The case has become what’s known as “moot”—there is nothing left for the Court to decide, and there is nothing a judicial decision can provide the plaintiffs. In this case, the plaintiffs sought only injunctive and declaratory relief—that is, a prohibition to ensure that New York City would stop enforcing its law. The plaintiffs did not request monetary damages from any previous harm resulting from the law. And because they requested only that a court stop New York City from enforcing its law, the plaintiffs have received everything they asked for.
The plaintiffs, however, would like the Court to hear the case, perhaps because they expect that the newest justices, Neil Gorsuch and Brett Kavanaugh, will aggressively interpret the Second Amendment and invalidate gun-control legislation. Given that the case is transparently moot, the plaintiffs are relying on an exception known as the “voluntary cessation” rule. The rule allows a court to decide a case that has become moot because a defendant voluntarily ceased its conduct.

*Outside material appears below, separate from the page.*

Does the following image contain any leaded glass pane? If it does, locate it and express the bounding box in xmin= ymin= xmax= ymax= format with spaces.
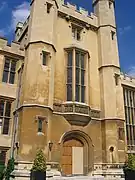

But the voluntary-cessation exception exists to prevent defendants from temporarily stopping their conduct, only to restart it once a court dismisses a case for being moot. That’s not a risk here, because New York City and New York State would both have to change their laws again to prevent the plaintiffs from transporting their handguns. While that’s theoretically possible, it would require a change in the law—a much more significant obstacle than a defendant’s mere change of heart, which is what the voluntary-cessation exception is meant to protect against. And it is inappropriate for the Court to presume that the City and state, both government actors, are acting in bad faith and will reverse course to reinstate their previous laws.
In making the argument that their case still be heard, the plaintiffs reveal a worrisome, implicit belief: The courts are the only forum for remedying or stopping unconstitutional conduct. This is not—nor should it be—the case. The political branches (including state legislatures and state executives) can remedy unconstitutional conduct as well; they may even be preferable to courts, given that they are democratically elected and accountable to the people—something the Constitution values.
Under the plaintiffs’ theory of the case, however, courts must continue to decide cases about laws that have since been rescinded or repealed; a case would not be moot even if a government rescinded an unconstitutional law or prohibited an unconstitutional policy, because the government itself voluntarily ceased the conduct.
That logic would spectacularly expand the courts’ authority vis-à-vis the political branches by requiring courts to pronounce on the validity of laws that the political branches repealed. It would mean that courts would be issuing opinions about hypothetical, nonexistent laws.
That is a far cry from the claims to judicial modesty that conservative judges often make. In other cases, conservative judges have rejected constitutional claims by exhorting plaintiffs to “become the heroes in their own stories” by winning their constitutional rights in the political branches. (That particular case involved the constitutional right to marriage equality.) In these cases, judges used the idea that our constitutional system prefers laws to change in the political process rather than in the courts as a reason for courts to avoid declaring state laws unconstitutional.
In the marriage-equality cases, however, the political branches had refused to give the plaintiffs what they sought—a right to marriage equality. In this case, the political branches have relented, and allowed the plaintiffs to take their handguns to their second homes and to shooting ranges. The plaintiffs, in other words, have already won their Second Amendment right. The political branches have made them heroes, and it is not the job of the courts to say, “Let’s decide the case anyway and be legends.”